Chairman of the Senate Committee on Armed Services also paid an annual visit to Afghanistan to meet US military commanders and troops.

He wrote the visit confirmed that “the US mission in Afghanistan was the same today as it was in 2001: to disrupt and defeat terrorist networks that seek to attack its interests and homeland and to deny them safe haven. That mission remains urgent, and it is unfortunately not over yet.”

The US senator observed that Pakistan was impossible to ignore if the US wanted success in their mission and security of its troops in Afghanistan.

McCain’s visit also convinced him that “the strategic imperative for improved relations between the US and Pakistan is clear – for the safety of American troops and the success of their mission in Afghanistan, for the stability of the region and for the national security of both Pakistan and the US.”

He confirmed that the US-Pakistan relationship has been strained and limitations on US assistance to Pakistan and congressional reluctance to approve subsidies for the sale of defence articles added to tensions between the two countries.

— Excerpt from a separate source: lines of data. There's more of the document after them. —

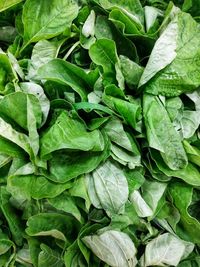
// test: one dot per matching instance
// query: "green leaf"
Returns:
(66, 165)
(190, 174)
(40, 22)
(5, 4)
(68, 74)
(49, 257)
(113, 247)
(67, 204)
(104, 53)
(109, 186)
(43, 52)
(50, 224)
(37, 187)
(188, 228)
(68, 133)
(164, 72)
(133, 9)
(167, 142)
(160, 251)
(13, 220)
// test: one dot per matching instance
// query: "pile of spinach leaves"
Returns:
(99, 139)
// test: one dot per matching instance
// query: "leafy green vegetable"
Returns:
(99, 133)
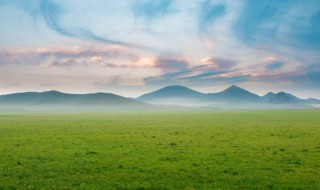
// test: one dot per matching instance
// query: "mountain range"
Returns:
(233, 97)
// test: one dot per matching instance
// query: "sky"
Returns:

“Despite this and other recent difficulties, the US and Pakistani leaders cannot allow ambivalence and suspicion to fester. Common interests in counter terrorism, nuclear security and regional stability are too important and too urgent,” he wrote and added, “To achieve real progress, the US must make clear its enduring commitment to Pakistan’s stability and economic growth.”

The US senator also urged Pakistan to take actions against the Afghan Taliban, the Haqqani network, Lashkar-e-Taiba and Jaish-e-Mohammad.

“This will be difficult for Pakistan. It will require political will and entail a costly sacrifice in blood and treasure. That is why there will be sceptics in the country opposed to decisive efforts to defeat extremism.”